The Right Components In The Wrong Configuration

What then do I mean by saying that Pierced for Our Transgressions is deeply unbiblical? Just this: it abstracts certain elements from what the Bible actually says, elements which are undoubtedly there and which undoubtedly matter, but then places them within a different framework, which admittedly has a lot in common with the biblical one, but which, when treated as though it were the biblical one, becomes systematically misleading. An illustration I have often used may make the point. When a child is faced with a follow-the-dots puzzle, she may grasp the first general idea - that the point is to draw a pencil line joining the dots together and so making a picture - without grasping the second - that the point is to draw the lines according to the sequence of the numbers that go with each dot.

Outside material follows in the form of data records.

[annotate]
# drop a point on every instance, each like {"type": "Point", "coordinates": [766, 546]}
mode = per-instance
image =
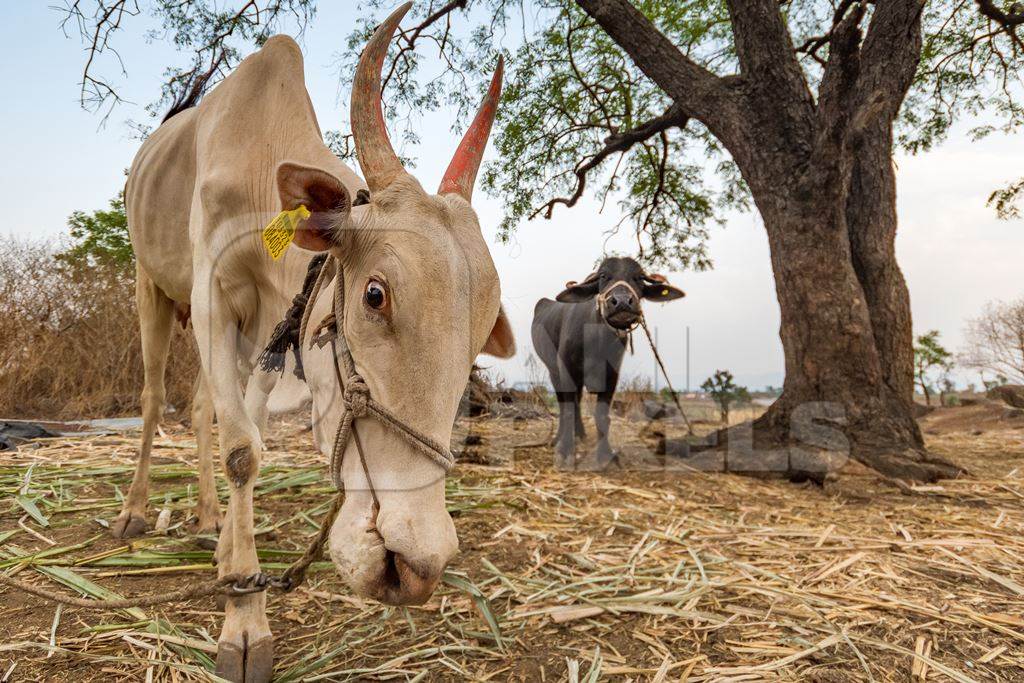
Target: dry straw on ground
{"type": "Point", "coordinates": [628, 575]}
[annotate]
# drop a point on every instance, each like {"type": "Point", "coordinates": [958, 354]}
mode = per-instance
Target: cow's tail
{"type": "Point", "coordinates": [193, 88]}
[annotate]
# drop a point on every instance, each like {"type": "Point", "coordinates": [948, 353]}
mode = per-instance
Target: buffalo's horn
{"type": "Point", "coordinates": [373, 147]}
{"type": "Point", "coordinates": [461, 174]}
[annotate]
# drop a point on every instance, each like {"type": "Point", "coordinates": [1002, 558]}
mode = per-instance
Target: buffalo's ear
{"type": "Point", "coordinates": [656, 288]}
{"type": "Point", "coordinates": [325, 197]}
{"type": "Point", "coordinates": [501, 343]}
{"type": "Point", "coordinates": [579, 292]}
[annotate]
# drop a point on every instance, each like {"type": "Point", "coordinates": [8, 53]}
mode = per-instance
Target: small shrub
{"type": "Point", "coordinates": [71, 342]}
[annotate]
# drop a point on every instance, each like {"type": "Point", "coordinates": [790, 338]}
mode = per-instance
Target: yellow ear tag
{"type": "Point", "coordinates": [280, 231]}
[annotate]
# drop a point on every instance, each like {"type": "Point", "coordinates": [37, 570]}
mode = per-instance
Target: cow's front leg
{"type": "Point", "coordinates": [581, 431]}
{"type": "Point", "coordinates": [565, 441]}
{"type": "Point", "coordinates": [245, 649]}
{"type": "Point", "coordinates": [602, 421]}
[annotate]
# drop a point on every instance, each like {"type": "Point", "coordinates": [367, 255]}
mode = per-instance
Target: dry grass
{"type": "Point", "coordinates": [629, 575]}
{"type": "Point", "coordinates": [70, 346]}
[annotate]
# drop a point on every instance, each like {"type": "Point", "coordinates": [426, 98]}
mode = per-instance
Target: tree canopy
{"type": "Point", "coordinates": [578, 116]}
{"type": "Point", "coordinates": [100, 237]}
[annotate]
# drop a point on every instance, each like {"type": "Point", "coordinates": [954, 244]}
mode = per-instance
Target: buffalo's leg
{"type": "Point", "coordinates": [245, 649]}
{"type": "Point", "coordinates": [568, 411]}
{"type": "Point", "coordinates": [156, 313]}
{"type": "Point", "coordinates": [207, 509]}
{"type": "Point", "coordinates": [581, 431]}
{"type": "Point", "coordinates": [602, 421]}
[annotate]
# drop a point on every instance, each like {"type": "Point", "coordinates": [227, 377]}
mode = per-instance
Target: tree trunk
{"type": "Point", "coordinates": [846, 325]}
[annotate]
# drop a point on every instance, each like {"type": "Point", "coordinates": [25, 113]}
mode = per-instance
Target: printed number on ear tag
{"type": "Point", "coordinates": [280, 231]}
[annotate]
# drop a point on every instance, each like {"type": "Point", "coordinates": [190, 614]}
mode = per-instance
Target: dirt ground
{"type": "Point", "coordinates": [645, 572]}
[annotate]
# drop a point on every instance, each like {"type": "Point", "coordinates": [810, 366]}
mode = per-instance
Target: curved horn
{"type": "Point", "coordinates": [461, 174]}
{"type": "Point", "coordinates": [373, 147]}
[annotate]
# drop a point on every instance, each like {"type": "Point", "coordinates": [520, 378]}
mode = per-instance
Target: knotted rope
{"type": "Point", "coordinates": [355, 398]}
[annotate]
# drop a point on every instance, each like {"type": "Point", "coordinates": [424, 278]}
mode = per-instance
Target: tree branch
{"type": "Point", "coordinates": [1008, 20]}
{"type": "Point", "coordinates": [412, 35]}
{"type": "Point", "coordinates": [765, 49]}
{"type": "Point", "coordinates": [889, 58]}
{"type": "Point", "coordinates": [620, 142]}
{"type": "Point", "coordinates": [701, 94]}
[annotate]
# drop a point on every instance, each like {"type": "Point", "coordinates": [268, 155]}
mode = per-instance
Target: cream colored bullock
{"type": "Point", "coordinates": [422, 300]}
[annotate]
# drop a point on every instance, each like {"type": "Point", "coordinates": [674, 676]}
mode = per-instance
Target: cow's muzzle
{"type": "Point", "coordinates": [620, 306]}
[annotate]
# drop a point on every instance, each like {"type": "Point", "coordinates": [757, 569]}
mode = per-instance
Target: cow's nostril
{"type": "Point", "coordinates": [403, 585]}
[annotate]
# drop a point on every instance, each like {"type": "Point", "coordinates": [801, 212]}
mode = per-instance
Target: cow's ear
{"type": "Point", "coordinates": [323, 194]}
{"type": "Point", "coordinates": [579, 292]}
{"type": "Point", "coordinates": [656, 288]}
{"type": "Point", "coordinates": [501, 343]}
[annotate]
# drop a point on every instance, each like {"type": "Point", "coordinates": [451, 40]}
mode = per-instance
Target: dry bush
{"type": "Point", "coordinates": [70, 346]}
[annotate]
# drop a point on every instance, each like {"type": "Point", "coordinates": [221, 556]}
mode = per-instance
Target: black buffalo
{"type": "Point", "coordinates": [582, 339]}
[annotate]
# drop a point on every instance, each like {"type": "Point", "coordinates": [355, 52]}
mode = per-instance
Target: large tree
{"type": "Point", "coordinates": [680, 110]}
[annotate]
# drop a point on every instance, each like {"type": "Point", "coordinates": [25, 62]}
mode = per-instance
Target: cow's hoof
{"type": "Point", "coordinates": [128, 525]}
{"type": "Point", "coordinates": [564, 462]}
{"type": "Point", "coordinates": [246, 663]}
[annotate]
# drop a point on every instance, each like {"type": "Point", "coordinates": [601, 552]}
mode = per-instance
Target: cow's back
{"type": "Point", "coordinates": [158, 197]}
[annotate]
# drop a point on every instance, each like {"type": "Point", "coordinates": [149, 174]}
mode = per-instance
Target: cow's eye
{"type": "Point", "coordinates": [376, 295]}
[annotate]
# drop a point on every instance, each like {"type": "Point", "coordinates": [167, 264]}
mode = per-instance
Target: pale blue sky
{"type": "Point", "coordinates": [953, 252]}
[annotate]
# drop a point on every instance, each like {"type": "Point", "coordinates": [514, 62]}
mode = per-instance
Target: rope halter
{"type": "Point", "coordinates": [355, 399]}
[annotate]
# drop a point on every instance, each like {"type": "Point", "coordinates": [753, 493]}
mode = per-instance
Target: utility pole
{"type": "Point", "coordinates": [687, 358]}
{"type": "Point", "coordinates": [655, 360]}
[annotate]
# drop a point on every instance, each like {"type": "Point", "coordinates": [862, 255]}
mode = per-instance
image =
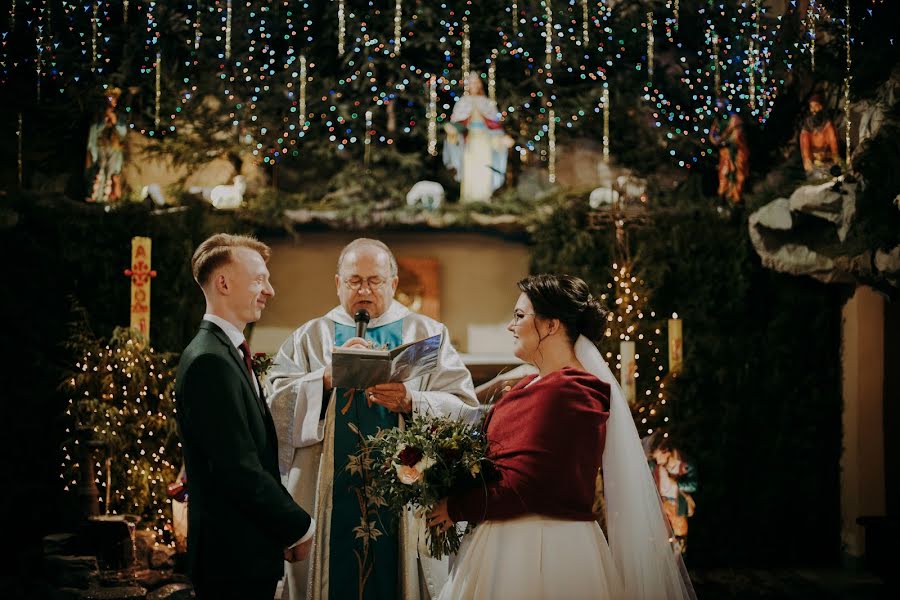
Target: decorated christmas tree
{"type": "Point", "coordinates": [121, 427]}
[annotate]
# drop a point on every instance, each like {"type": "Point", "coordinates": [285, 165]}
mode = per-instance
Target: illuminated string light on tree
{"type": "Point", "coordinates": [585, 24]}
{"type": "Point", "coordinates": [398, 20]}
{"type": "Point", "coordinates": [20, 162]}
{"type": "Point", "coordinates": [650, 44]}
{"type": "Point", "coordinates": [302, 101]}
{"type": "Point", "coordinates": [548, 33]}
{"type": "Point", "coordinates": [633, 327]}
{"type": "Point", "coordinates": [158, 91]}
{"type": "Point", "coordinates": [367, 155]}
{"type": "Point", "coordinates": [198, 32]}
{"type": "Point", "coordinates": [847, 79]}
{"type": "Point", "coordinates": [551, 158]}
{"type": "Point", "coordinates": [120, 424]}
{"type": "Point", "coordinates": [605, 124]}
{"type": "Point", "coordinates": [492, 76]}
{"type": "Point", "coordinates": [342, 28]}
{"type": "Point", "coordinates": [95, 35]}
{"type": "Point", "coordinates": [811, 17]}
{"type": "Point", "coordinates": [432, 115]}
{"type": "Point", "coordinates": [514, 10]}
{"type": "Point", "coordinates": [228, 16]}
{"type": "Point", "coordinates": [467, 47]}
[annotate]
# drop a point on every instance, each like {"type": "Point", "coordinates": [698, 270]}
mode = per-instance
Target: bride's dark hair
{"type": "Point", "coordinates": [568, 299]}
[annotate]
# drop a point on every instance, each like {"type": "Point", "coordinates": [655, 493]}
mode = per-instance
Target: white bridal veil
{"type": "Point", "coordinates": [639, 533]}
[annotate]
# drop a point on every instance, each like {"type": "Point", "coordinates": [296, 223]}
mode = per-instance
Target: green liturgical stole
{"type": "Point", "coordinates": [363, 549]}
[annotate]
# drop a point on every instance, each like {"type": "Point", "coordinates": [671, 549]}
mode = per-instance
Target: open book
{"type": "Point", "coordinates": [359, 368]}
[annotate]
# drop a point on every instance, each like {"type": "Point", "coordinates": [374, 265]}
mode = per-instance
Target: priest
{"type": "Point", "coordinates": [361, 550]}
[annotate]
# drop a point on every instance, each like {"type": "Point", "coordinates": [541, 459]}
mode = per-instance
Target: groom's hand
{"type": "Point", "coordinates": [393, 396]}
{"type": "Point", "coordinates": [298, 552]}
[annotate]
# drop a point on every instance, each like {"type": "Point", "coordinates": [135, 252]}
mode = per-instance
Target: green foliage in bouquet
{"type": "Point", "coordinates": [120, 417]}
{"type": "Point", "coordinates": [415, 468]}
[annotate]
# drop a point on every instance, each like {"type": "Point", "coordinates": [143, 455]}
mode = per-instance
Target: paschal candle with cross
{"type": "Point", "coordinates": [140, 274]}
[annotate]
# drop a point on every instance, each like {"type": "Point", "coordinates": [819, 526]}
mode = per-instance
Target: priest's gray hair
{"type": "Point", "coordinates": [359, 243]}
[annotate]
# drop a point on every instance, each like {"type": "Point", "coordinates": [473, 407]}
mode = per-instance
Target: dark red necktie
{"type": "Point", "coordinates": [245, 350]}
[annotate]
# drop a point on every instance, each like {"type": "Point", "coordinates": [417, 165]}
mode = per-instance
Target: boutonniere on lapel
{"type": "Point", "coordinates": [262, 362]}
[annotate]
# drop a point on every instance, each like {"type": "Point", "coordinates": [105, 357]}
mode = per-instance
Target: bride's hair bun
{"type": "Point", "coordinates": [568, 299]}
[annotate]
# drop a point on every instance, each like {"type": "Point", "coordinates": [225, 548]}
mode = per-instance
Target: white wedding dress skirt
{"type": "Point", "coordinates": [534, 558]}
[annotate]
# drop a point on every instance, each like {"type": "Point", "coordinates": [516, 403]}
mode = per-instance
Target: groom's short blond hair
{"type": "Point", "coordinates": [215, 252]}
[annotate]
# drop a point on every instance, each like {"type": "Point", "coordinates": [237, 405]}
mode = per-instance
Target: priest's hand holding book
{"type": "Point", "coordinates": [382, 372]}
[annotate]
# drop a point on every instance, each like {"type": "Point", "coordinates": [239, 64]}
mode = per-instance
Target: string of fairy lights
{"type": "Point", "coordinates": [632, 331]}
{"type": "Point", "coordinates": [742, 62]}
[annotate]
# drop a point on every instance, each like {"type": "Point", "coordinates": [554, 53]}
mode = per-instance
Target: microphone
{"type": "Point", "coordinates": [362, 322]}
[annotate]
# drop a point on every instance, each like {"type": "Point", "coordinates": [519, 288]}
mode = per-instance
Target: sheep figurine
{"type": "Point", "coordinates": [428, 194]}
{"type": "Point", "coordinates": [224, 197]}
{"type": "Point", "coordinates": [603, 197]}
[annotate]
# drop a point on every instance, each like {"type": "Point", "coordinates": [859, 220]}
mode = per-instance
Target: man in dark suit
{"type": "Point", "coordinates": [242, 522]}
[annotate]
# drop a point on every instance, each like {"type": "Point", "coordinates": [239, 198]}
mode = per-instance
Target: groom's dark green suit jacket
{"type": "Point", "coordinates": [240, 516]}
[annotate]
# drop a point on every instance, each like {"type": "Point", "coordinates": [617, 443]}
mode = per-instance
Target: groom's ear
{"type": "Point", "coordinates": [221, 283]}
{"type": "Point", "coordinates": [554, 325]}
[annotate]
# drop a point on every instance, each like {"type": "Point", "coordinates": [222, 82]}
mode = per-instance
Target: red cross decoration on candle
{"type": "Point", "coordinates": [140, 274]}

If you ignore the actual order of the numbers, you can still join up all the dots, but you may well end up drawing, shall we say, a donkey instead of an elephant. Or you may get part of the elephant, but you may get the trunk muddled up with the front legs. Or whatever. Even so, it is possible to join up all the dots of biblical doctrines, to go down a list of key dogmas and tick all the boxes, but still to join them up with a narrative which may well overlap with the one the Bible tells in some ways but which emphatically does not in other ways. And that is, visibly and demonstrably, what has happened in Pierced for Our Transgressions, at both large and small scale.